You’ve tried all of the obvious things - your baby isn’t hungry, her diaper is dry and clean, and she doesn’t seem to be gassy or need burping, but she just won’t stop crying. your baby cries to try to communicate, though, so after those more obvious potential problems get ruled out, it’s time to start thinking at the next level.
your baby has been out in the world a few months now, but she is still closer to brand-new than she ever will be again, and sometimes just being out and about is enough to feel like too much to her. your baby might be feeling overstimulated and like too much is going on, which you can help with by moving to somewhere quiet and holding her gently. She could also be missing the constant rocking motion of being carried around inside your body, or the white noise of the womb all around her, or the constant sense of another heartbeat nearby. Things like white-noise machines, an ultra-supervised visit to a buzzing washer or dryer, a trip in the car, or just a walk around the block in your arms, held against your chest could all help your baby get that feeling back.
your baby is young enough not to have fully mastered the fine art of regulating her own temperature, which means that she is at your mercy for help adding or removing layers if she finds herself getting a little too warm or a bit chilly. It’s normal to try to keep your baby bundled to whatever degree keeps you comfortable in the same environment, but your baby is a different person with a different personal physiology, which could run hotter or colder than yours. It could take some trial and error to figure out how your baby is feeling, but you’ll get there before long. Just remember that basing your idea of her temperature on the way her hands and feet feel won’t be totally accurate, as extremities tend to run a little colder. your baby’s belly temperature is a much better indication of how she might be feeling.
And because she loves you so much, sometimes when she is away from you, she cries to be near you. your baby’s first few months of existence were spent in constant physical contact, and since she has been out in the world, you and your partner have been her favorite people. Sometimes when your baby cries, she just wants to know that you’re close. Wearing her around the house in a sling sometimes can stop this problem before it even starts.
It could be that your baby is just bored - and unlike you, she doesn't have the option of flipping open a book, putting a movie on Netflix, or even making herself focus on getting a slightly annoying chore done while she has some free time - she depends on you for entertainment. Luckily, she also isn't too demanding of an audience.
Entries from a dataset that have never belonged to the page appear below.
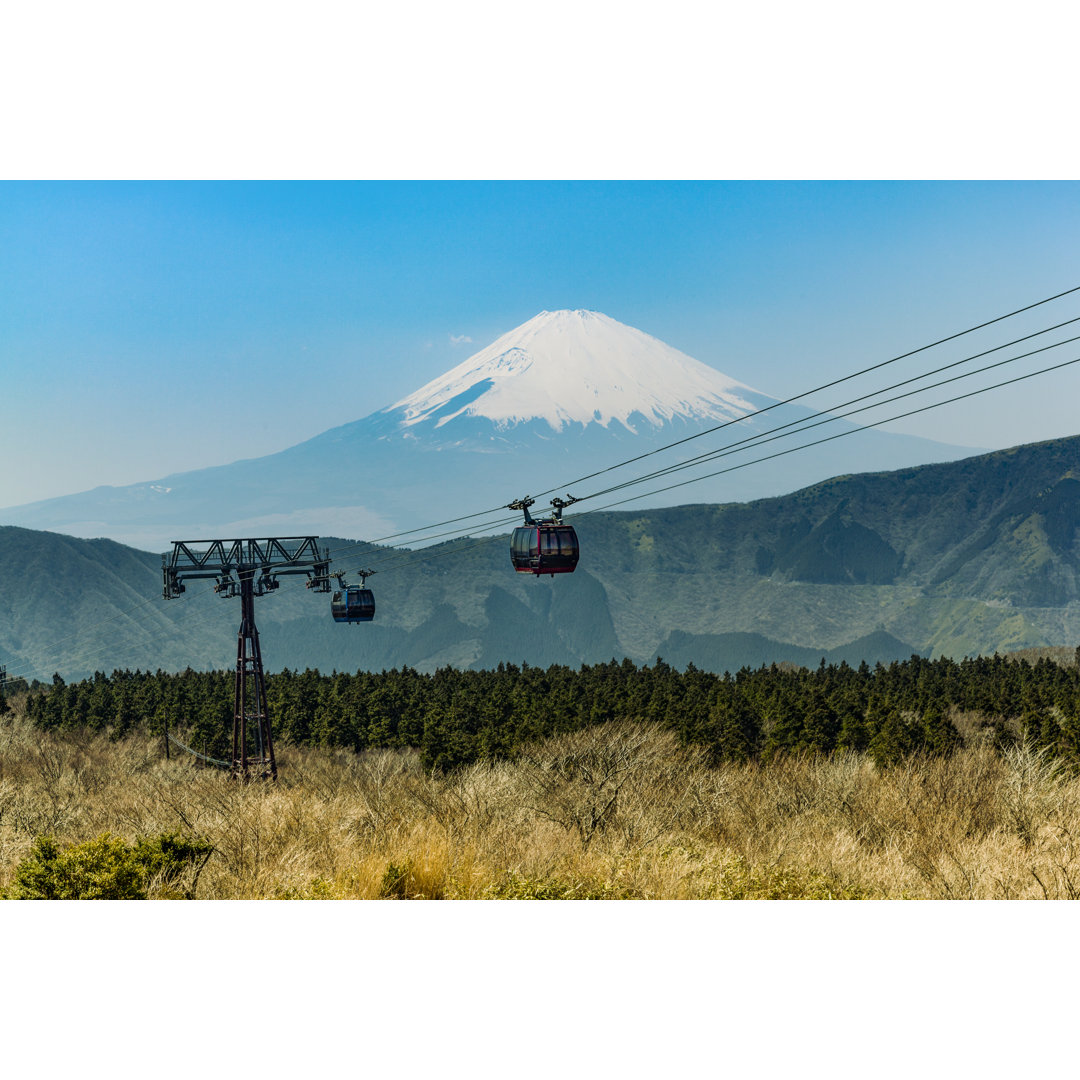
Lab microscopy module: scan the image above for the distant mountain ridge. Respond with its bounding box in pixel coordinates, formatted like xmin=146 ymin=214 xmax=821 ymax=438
xmin=0 ymin=427 xmax=1080 ymax=677
xmin=0 ymin=311 xmax=971 ymax=551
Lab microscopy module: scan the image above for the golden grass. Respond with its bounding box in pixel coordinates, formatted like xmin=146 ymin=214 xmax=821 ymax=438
xmin=6 ymin=717 xmax=1080 ymax=900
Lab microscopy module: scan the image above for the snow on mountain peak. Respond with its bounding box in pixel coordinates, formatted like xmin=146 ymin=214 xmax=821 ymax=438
xmin=386 ymin=311 xmax=760 ymax=431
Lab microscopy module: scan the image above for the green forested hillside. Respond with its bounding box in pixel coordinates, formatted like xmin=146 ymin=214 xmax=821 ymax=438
xmin=6 ymin=437 xmax=1080 ymax=678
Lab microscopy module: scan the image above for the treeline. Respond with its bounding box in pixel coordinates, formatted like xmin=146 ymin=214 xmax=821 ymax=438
xmin=14 ymin=650 xmax=1080 ymax=770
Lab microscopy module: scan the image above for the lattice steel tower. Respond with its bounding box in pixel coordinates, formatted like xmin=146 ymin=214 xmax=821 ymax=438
xmin=161 ymin=537 xmax=330 ymax=781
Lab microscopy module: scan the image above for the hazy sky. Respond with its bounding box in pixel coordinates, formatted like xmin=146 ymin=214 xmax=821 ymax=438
xmin=0 ymin=181 xmax=1080 ymax=505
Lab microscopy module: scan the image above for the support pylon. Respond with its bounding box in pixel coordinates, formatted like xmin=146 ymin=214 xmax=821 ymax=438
xmin=232 ymin=570 xmax=278 ymax=781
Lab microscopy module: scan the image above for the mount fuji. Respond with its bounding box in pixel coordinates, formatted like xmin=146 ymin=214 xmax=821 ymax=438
xmin=0 ymin=311 xmax=977 ymax=551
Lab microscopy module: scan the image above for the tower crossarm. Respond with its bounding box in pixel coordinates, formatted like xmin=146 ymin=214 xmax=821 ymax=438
xmin=161 ymin=537 xmax=329 ymax=599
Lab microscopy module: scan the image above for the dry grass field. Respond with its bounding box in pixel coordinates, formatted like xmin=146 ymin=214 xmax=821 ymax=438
xmin=0 ymin=699 xmax=1080 ymax=900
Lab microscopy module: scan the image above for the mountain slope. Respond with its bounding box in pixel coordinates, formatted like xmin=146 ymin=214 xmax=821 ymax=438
xmin=0 ymin=311 xmax=970 ymax=550
xmin=0 ymin=436 xmax=1080 ymax=678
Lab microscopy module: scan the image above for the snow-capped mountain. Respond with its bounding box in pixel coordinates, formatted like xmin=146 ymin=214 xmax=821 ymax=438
xmin=387 ymin=311 xmax=760 ymax=432
xmin=0 ymin=311 xmax=974 ymax=551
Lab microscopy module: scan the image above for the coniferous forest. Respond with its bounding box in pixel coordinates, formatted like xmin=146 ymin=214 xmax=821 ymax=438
xmin=14 ymin=650 xmax=1080 ymax=772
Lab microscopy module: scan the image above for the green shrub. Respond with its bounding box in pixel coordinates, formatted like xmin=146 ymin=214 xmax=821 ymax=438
xmin=4 ymin=833 xmax=214 ymax=900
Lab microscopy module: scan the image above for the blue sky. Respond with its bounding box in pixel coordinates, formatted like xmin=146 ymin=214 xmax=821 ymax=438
xmin=0 ymin=181 xmax=1080 ymax=505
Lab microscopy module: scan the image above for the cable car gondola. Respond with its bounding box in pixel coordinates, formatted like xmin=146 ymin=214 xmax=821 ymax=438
xmin=507 ymin=496 xmax=580 ymax=577
xmin=330 ymin=570 xmax=375 ymax=622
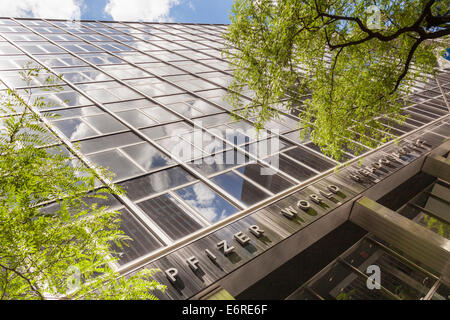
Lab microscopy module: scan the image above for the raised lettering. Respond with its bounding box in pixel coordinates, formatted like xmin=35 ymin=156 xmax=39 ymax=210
xmin=297 ymin=200 xmax=311 ymax=211
xmin=217 ymin=240 xmax=235 ymax=255
xmin=234 ymin=231 xmax=250 ymax=246
xmin=327 ymin=184 xmax=340 ymax=194
xmin=205 ymin=249 xmax=217 ymax=261
xmin=309 ymin=193 xmax=322 ymax=204
xmin=281 ymin=206 xmax=297 ymax=219
xmin=164 ymin=268 xmax=178 ymax=283
xmin=186 ymin=256 xmax=200 ymax=271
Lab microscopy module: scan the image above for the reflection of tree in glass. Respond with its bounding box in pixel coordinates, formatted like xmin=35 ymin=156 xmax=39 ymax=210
xmin=0 ymin=65 xmax=165 ymax=299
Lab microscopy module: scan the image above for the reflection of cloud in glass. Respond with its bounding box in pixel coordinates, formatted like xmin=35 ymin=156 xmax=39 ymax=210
xmin=176 ymin=182 xmax=237 ymax=223
xmin=53 ymin=119 xmax=97 ymax=140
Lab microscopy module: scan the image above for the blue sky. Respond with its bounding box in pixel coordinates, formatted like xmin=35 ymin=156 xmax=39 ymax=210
xmin=0 ymin=0 xmax=233 ymax=24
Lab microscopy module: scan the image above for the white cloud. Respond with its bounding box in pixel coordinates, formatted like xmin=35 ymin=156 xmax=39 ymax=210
xmin=0 ymin=0 xmax=83 ymax=20
xmin=105 ymin=0 xmax=180 ymax=22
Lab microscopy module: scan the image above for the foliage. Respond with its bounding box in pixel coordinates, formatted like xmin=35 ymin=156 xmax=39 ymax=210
xmin=0 ymin=68 xmax=165 ymax=299
xmin=225 ymin=0 xmax=450 ymax=157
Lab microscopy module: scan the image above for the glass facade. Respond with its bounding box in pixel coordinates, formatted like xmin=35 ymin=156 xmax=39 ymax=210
xmin=0 ymin=19 xmax=450 ymax=272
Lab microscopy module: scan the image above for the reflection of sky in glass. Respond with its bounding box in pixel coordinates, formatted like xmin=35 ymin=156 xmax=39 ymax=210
xmin=122 ymin=167 xmax=194 ymax=200
xmin=211 ymin=171 xmax=269 ymax=206
xmin=122 ymin=143 xmax=173 ymax=170
xmin=53 ymin=119 xmax=98 ymax=140
xmin=176 ymin=182 xmax=237 ymax=223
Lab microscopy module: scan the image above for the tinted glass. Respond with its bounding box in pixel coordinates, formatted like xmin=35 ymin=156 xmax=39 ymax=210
xmin=176 ymin=182 xmax=237 ymax=223
xmin=237 ymin=163 xmax=292 ymax=193
xmin=139 ymin=194 xmax=201 ymax=240
xmin=211 ymin=172 xmax=269 ymax=206
xmin=122 ymin=167 xmax=195 ymax=200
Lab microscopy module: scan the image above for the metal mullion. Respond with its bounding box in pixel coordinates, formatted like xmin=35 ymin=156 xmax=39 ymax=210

A brightly colored toy to look at, or even just a walk around the living room with you could clear that boredom right up!
Even before your baby starts to actually teethe, she is preparing for those incoming teeth beneath the surface of her gums, which can lead to some discomfort.
You know that your baby is growing every day - you’re watching it happen before your eyes. What you might not know, because you weren’t exactly building lasting memories yet when you were little enough to be experiencing the same thing, is that growing bones at that kind of speed hurts. This kind of pain isn’t necessarily something you can do anything about, but just being with you and being soothed by you, even if you can’t make it stop, reassures your baby that you’re there, and she is safe. These cries aren’t any fun for you, but just remember, it’s even harder for your baby.
If your baby is consistently crying and also has a fever, or is having digestive issues like vomiting, constipation or diarrhea, call the doctor to make sure nothing more serious is wrong. High-pitched cries or screams are often signs of pain, so take a look around for bug bites, a hair tourniquet, fever, or rumbling tummy. If you start to notice a consistent pattern in your baby’s crying, but can’t find a cause, like if your baby cries after eating, that could also be a sign that something isn’t quite right, and that it’s time to check in with your baby’s doctor.